The United States must focus on pushing Arab governments to make political
space for liberal, secular, leftist, nationalist, and other non-Islamist
parties to set down roots and mobilize voters. Washington should support
those groups that are more likely to accept U.S. foreign policy and emulate
U.S. political values. The most effective way to demonstrate that support is
to openly pressure Arab regimes when they obstruct the political activity of
more liberal groups — as the administration did with Egypt after the
jailing of the liberal reformers Saad Eddin Ibrahim and Ayman Nour, and as
it should do with Saudi Arabia regarding the May sentencing of peaceful
political activists to long prison terms. But Washington will also need to
drop its focus on prompt elections in Arab countries where no strong,
organized alternative to Islamist parties exists — even at the risk of
disappointing Arab liberals by being more cautious about their electoral
prospects than they are.



Administration officials, including President Bush, have often stated that
the transition to democracy in the Arab world will be difficult and that
Americans should not expect quick results. Yet whenever the Bush
administration publicly defends democratization, it cites a familiar litany
of Muslim-world elections — those in Afghanistan, Iraq, Lebanon, the
Palestinian territories, and Saudi Arabia — as evidence that the policy is
working. It will take years, however, for non-Islamist political forces to
be ready to compete for power in these elections, and it is doubtful that
this or any other U.S. administration will have the patience to see the
process through. If it cannot show that patience, Washington must realize
that its democratization policy will lead to Islamist domination of Arab
politics. It is not only the focus on elections that is troubling in the
administration’s democracy initiative in the Arab world. Also problematic is
the unjustified confidence that Washington has in its ability to predict,
and even direct, the course of politics in other countries. No
administration official would sign on, at least not in public, to the naive
view that Arab democracy will produce governments that will always cooperate
with the United States. Yet Washington’s democracy advocates seem to assume
that Arab democratic transitions, like the recent democratic transitions in
eastern Europe, Latin America, and East Asia, will lead to regimes that
support, or at least do not impede, the broad range of U.S. foreign policy
interests.
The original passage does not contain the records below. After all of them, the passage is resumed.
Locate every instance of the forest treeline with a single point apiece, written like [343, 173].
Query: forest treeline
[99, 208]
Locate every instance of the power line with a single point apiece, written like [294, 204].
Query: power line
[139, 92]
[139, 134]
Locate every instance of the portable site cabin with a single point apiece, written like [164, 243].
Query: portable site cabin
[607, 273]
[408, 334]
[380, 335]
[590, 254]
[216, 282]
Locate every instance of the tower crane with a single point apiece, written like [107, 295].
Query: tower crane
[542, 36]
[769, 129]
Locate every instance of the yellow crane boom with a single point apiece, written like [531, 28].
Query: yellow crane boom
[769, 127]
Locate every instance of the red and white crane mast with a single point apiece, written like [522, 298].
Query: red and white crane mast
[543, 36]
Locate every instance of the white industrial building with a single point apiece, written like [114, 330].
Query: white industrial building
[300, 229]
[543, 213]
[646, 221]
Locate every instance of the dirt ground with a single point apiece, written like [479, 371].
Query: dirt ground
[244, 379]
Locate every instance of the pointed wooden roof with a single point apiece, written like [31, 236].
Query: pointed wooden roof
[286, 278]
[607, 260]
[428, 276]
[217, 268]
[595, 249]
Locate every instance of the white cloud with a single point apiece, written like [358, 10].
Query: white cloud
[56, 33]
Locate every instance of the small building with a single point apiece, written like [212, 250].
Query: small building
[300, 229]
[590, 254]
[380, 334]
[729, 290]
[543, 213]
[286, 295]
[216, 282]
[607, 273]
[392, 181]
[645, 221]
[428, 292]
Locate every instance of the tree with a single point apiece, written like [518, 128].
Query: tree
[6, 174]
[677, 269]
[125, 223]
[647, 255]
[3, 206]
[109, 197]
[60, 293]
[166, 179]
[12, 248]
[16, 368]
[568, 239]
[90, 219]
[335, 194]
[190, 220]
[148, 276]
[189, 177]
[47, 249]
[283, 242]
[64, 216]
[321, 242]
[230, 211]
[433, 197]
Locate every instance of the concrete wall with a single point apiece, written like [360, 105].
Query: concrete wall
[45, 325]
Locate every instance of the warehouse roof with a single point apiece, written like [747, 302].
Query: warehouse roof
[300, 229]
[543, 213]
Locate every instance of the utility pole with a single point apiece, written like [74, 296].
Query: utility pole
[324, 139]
They do not appreciate that in those regimes, liberalism
prevailed because its great ideological competitor, communism, was
thoroughly discredited, whereas the Arab world offers a real ideological
alternative to liberal democracy: the movement that claims as its motto
“Islam is the solution.” Washington’s hubris should have been crushed in
Iraq, where even the presence of 140,000 American troops has not allowed
politics to proceed according to the U.S. plan. Yet the Bush administration
displays little of the humility or the patience that such a daunting task
demands. If the United States really does see the democracy-promotion
initiative in the Arab world as a “generational challenge,” the entire
nation will have to learn these traits.